Evolving Love Letters is built on top of a reimplementation of the dtypes library, which defines set of flexible data structures and a network protocol for transparent, cross-platform transmission and storage. Binary representations of dtypes representing species, individuals, genes, and alleles are stored in a gdbm database keyed to unique object ids. The most important form these datastructures take for the present purpose is that of a probability map -- a vector of pairs, in which a floating point probability is keyed to a representation of an allele, individual, or species. All genetic operations are performed on this simple data structure.

Conclusion

Evolving Love Letters is designed to be a proof-of-concept application, not a fully functional engine for collaborative text production. However it does offer some useful features. Evolving Love Letters' database is fully browsable and sorted. Every letter and sentence ever displayed is available; the server never, ever destroys a variant once evolved. Also, users may at any time see what species ("letter types") have been most successful and within each letter type, which individuals ("variants") have done the best. Evolving Love Letters therefore addresses key goals of most "groupware" -- it provides a space for brainstorming, and helps to orgainize and filter the results of that brainstorming. However, Evolving Love Letters also contributes to the brainstorming, by producing novel letters that get sorted and filtered just as user-generated variations are.

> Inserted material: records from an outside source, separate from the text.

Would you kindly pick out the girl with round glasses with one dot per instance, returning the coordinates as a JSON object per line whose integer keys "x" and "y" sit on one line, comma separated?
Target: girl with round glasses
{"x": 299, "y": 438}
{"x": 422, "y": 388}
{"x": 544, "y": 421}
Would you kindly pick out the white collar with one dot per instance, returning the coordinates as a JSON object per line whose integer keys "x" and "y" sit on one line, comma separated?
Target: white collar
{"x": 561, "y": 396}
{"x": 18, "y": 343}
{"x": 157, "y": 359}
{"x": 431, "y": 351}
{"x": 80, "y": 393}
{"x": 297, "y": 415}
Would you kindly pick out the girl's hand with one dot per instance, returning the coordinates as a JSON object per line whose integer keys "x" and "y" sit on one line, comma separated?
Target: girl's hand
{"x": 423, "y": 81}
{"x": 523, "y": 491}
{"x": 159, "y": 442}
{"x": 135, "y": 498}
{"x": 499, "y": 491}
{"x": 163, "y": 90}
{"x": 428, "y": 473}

Evolving Love Letters is not a good model for other collaborative applications in the ways that it tries to provide incentives for user participation. As mentioned earlier, it is hoped that the subject matter itself will inspire interest and some creativity on the part of the user community. This cannot be expected of many other applications where collective participation is desired. Other sorts of incentive need to be developed.

As of this writing, the location or existence of Evolving Love Letters has not been publicly announced, and very few people have tried it out. This will change shortly. Only time will tell whether the site will succeed at inspiring the participation and creativity of a large community, and converting that dispersed effort into "high quality" work -- however defined.

Acknowledgements

This project comes out of work in two courses at the MIT Media Lab. Modeling Autonomous Agents, taught by Professeor Pattie Maes, and On Being Meta, taught by Glorianna Devenport, V. Michael Bove, and Ron MacNeil. Support for my life, and therefore for this work comes from the News in the Future consortium at the Media Lab, and from my academic advisor Walter Bender who keeps me fed and sets me free to pursue these cockamamie ideas.